В настоящем было безденежье и антенны. Я делал самодельные антенны приятелям-арабам — делал их из витого провода и пивных банок.
Однажды, выйдя во внутренний дворик, я обнаружил, что из половины окон моего дома свешиваются парные банки из-под пива, раскачивающиеся на проводах. Ветер тихо пел в них, и банки звенели.
Это была слава.
Делая проводку в подъезде, я проложил кабель вдоль телевизионного. Трёх параллельных метров хватило, чтобы принимать платное телевидение без всякой антенны.
Я лазил в чужие электромагнитные волны и выходил в телефонную сеть. Наконец я научился лазить в Internet через чужие телефонные номера.
Сторожа изменились, потому что изменилось время.
Впрочем, мой сменщик был чужд движения электронов. Он дружил с деревом. Штихели лежали в пенале, поблёскивая, как чертёжные принадлежности. Шкатулки были натёрты воском, а под столом кегельбаном расставлялись готовые матрёшки.
Сменщик между тем был музыкантом, дудел в военном оркестре на трубе. Однажды пришёл в полной форме с аксельбантами, увешанный значками и бляхами. Потом, переодевшись, сел за стол и под шипение чайника начал мучать какую-то деревянную вазу.
Другой сторож был сторожем и в оставшуюся часть жизни. Он сторожил ипподром. Нет, до лошадей его не допускали. Его удел был руководить другими сторожами, следить, как они охраняют машины да заборы, строения да склады. Старший сторож ходил в своей чёрной форме, а потом, тоже переодевшись, отсыпался у нас, чтобы опять вернуться на ипподром.
«Убийство человека не приносит много прибыли, а вот убийство лошади выгодно, — думал я. — Не охранять мне лошадей, по крайней мере, пока».
Зато приходили ко мне гости. Случайно и ненадолго. Гости не поощрялись, но замечаний мне не делали.
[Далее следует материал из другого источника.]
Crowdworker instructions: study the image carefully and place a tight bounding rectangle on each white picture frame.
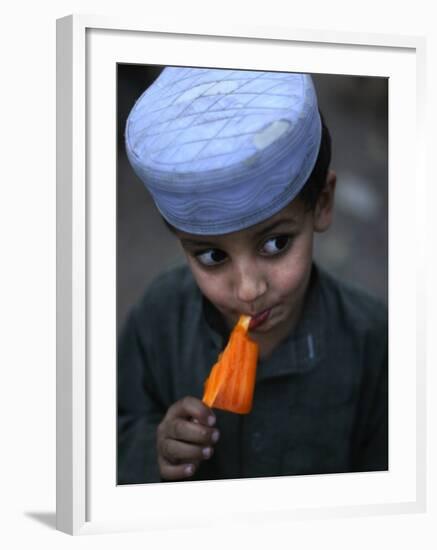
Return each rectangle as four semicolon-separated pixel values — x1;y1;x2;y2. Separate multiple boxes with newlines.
56;15;427;534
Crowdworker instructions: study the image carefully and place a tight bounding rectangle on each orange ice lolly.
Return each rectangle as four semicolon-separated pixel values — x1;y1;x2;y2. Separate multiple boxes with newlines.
202;315;258;414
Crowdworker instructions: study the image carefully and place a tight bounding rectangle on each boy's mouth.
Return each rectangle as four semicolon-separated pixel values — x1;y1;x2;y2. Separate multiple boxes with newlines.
249;308;272;330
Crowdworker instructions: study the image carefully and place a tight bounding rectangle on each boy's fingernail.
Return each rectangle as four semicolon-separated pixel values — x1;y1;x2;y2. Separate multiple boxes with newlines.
202;447;212;458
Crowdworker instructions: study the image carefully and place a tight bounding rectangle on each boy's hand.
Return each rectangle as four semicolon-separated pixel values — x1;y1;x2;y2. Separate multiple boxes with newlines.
157;397;220;481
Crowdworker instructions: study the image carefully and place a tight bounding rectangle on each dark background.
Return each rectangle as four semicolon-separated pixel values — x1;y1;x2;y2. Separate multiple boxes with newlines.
117;65;388;338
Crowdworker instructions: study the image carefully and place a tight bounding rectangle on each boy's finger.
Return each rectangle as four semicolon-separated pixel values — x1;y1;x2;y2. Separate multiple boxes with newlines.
160;439;214;464
165;418;219;445
159;460;197;481
168;397;216;426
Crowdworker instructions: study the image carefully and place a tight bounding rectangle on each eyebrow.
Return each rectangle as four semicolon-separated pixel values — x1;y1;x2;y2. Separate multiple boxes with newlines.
180;218;297;248
255;217;297;237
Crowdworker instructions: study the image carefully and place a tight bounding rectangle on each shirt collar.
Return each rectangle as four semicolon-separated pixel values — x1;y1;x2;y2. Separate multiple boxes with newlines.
199;264;326;380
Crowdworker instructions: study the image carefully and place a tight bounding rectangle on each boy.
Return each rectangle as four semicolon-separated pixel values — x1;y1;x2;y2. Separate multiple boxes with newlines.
117;68;388;483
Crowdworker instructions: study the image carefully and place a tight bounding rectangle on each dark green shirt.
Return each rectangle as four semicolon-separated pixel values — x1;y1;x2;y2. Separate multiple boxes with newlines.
117;266;388;484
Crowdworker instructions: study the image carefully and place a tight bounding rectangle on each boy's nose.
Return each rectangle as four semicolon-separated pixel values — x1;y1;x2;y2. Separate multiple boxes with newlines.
235;266;267;304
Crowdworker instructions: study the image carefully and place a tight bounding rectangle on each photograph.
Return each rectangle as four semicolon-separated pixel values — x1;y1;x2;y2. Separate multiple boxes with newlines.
116;63;390;485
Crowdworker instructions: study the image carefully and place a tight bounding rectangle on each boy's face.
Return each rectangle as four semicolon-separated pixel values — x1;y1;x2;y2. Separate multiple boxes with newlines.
176;172;335;353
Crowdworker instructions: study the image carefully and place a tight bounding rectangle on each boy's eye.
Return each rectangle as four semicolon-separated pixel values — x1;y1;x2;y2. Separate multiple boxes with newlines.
196;248;226;266
261;235;291;256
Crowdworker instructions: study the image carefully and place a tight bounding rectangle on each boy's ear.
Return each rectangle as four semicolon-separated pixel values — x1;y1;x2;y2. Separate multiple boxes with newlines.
313;170;337;232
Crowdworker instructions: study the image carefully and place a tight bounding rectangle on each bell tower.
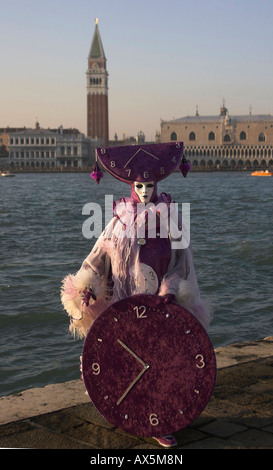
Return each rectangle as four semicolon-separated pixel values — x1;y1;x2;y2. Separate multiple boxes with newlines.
86;18;109;147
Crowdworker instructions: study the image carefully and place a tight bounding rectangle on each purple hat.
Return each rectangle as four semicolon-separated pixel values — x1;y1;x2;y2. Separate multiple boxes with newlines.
92;142;187;184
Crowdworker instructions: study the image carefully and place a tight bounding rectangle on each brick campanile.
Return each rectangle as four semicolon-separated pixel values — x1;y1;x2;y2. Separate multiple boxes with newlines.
86;19;109;147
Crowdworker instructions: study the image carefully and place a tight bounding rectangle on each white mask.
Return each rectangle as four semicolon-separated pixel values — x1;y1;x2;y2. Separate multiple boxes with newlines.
134;181;155;204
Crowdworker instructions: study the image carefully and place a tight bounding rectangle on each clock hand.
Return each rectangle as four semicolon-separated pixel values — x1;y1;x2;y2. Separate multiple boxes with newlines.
117;339;150;405
117;364;150;405
117;339;147;368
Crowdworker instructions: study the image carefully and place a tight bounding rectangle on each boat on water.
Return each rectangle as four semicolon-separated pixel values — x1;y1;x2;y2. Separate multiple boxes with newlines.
251;170;273;176
1;171;15;177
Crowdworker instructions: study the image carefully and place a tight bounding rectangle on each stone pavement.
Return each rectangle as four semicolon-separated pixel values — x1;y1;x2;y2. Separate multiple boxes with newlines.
0;337;273;450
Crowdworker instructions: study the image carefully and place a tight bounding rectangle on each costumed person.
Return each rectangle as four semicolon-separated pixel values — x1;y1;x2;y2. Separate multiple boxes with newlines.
61;142;210;447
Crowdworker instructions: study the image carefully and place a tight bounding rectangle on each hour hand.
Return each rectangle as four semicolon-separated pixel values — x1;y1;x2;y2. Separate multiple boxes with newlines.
117;339;150;405
117;339;149;368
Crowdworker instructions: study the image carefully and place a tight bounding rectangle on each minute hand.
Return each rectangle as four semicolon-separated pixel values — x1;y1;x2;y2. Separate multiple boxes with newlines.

С одними я менялся дискетами. Время читки рукописей прошло — мы лишь обсуждали их, встретившись снова.
Потом я занимался своим делом: приставлял слова — одно к другому. Шлёп-шлёп, строчка-абзац, страница-файл. Так шло время.
С другими надо было меняться иным товаром.
Мой угол под столом заполняли платы и дисководы, сучий машинный потрох. Шло бесконечное сражение. То брали верх матрёшки, то провода и электронная требуха. Потом я сделал телефонную подвеску и модем заменил некоторых собеседников.
Эти другие гости оставались ненадолго, потому что им нужно было вернуться в другой мир, мир менялова и считалова, мир Митинского рынка, где, как копчёности, висят гирлянды компьютерных мышей, где можно купить монитор за доллар, где толчея и гомон стихают к трём часам.
Приходили и прекупщики, доставая из сумок отливающие серебром пакеты с винчестерами, перехваченные проволочками кабели и россыпи дискет в технологической упаковке.